Although the museum and shop closed more than a year ago, the center continues to offer educational programs to schoolchildren, hikes and other activities, including sleepovers and birthday parties on the site, just above Kepaniwai Park, officials said Wednesday.
“We just weren’t able to keep it open,” said Pauline Kawamata, the center’s volunteer program manager in a phone call from Oahu, where the center’s main offices are located.
The museum and gift shop closed in January 2012 because “the visitors weren’t coming,” Kawamata said.
As a small nonprofit, she said that it “just had to downsize.” The center in Iao Valley had been operating seven days a week, but today it only has part-time workers, another effect of the tight financial times, she added.
According to its website, the Hawai’i Nature Center, which has locations on Oahu and Maui, depends on program fees and contributions from the public, corporations, foundations and occasionally the state.

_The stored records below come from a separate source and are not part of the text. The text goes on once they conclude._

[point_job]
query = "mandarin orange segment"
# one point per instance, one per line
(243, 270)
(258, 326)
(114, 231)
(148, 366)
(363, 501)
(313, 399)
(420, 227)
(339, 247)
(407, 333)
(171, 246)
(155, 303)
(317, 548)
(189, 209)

The center has a membership program where funds received support children’s programs; members receive a newsletter and advance notices and discounts on activities such as hikes, classes and nature adventures, the website said.
Nature center officials estimated that the museum and gift shop on Maui had been open since at least the mid-’90s.
Asked if the facilities could reopen if money were found, Kawamata said probably not in the near future because the organization would rather put its funds into its education programs, which are thriving. Education Program Manager Jamie Nakama said sometimes schoolchildren are at the center participating in programs five days a week.
“We are really going strong with our education programs,” she added.
The programs are geared toward preschool to 6th-grade students, although the center has some speciality programs for middle- and high-schoolers, she said. There also are service learning activities where students go out and maintain Native Hawaiian plants.
The center runs a wetland program for students at Kealia Pond in Kihei, she added.
For the general public, hikes led by the center officials may be arranged.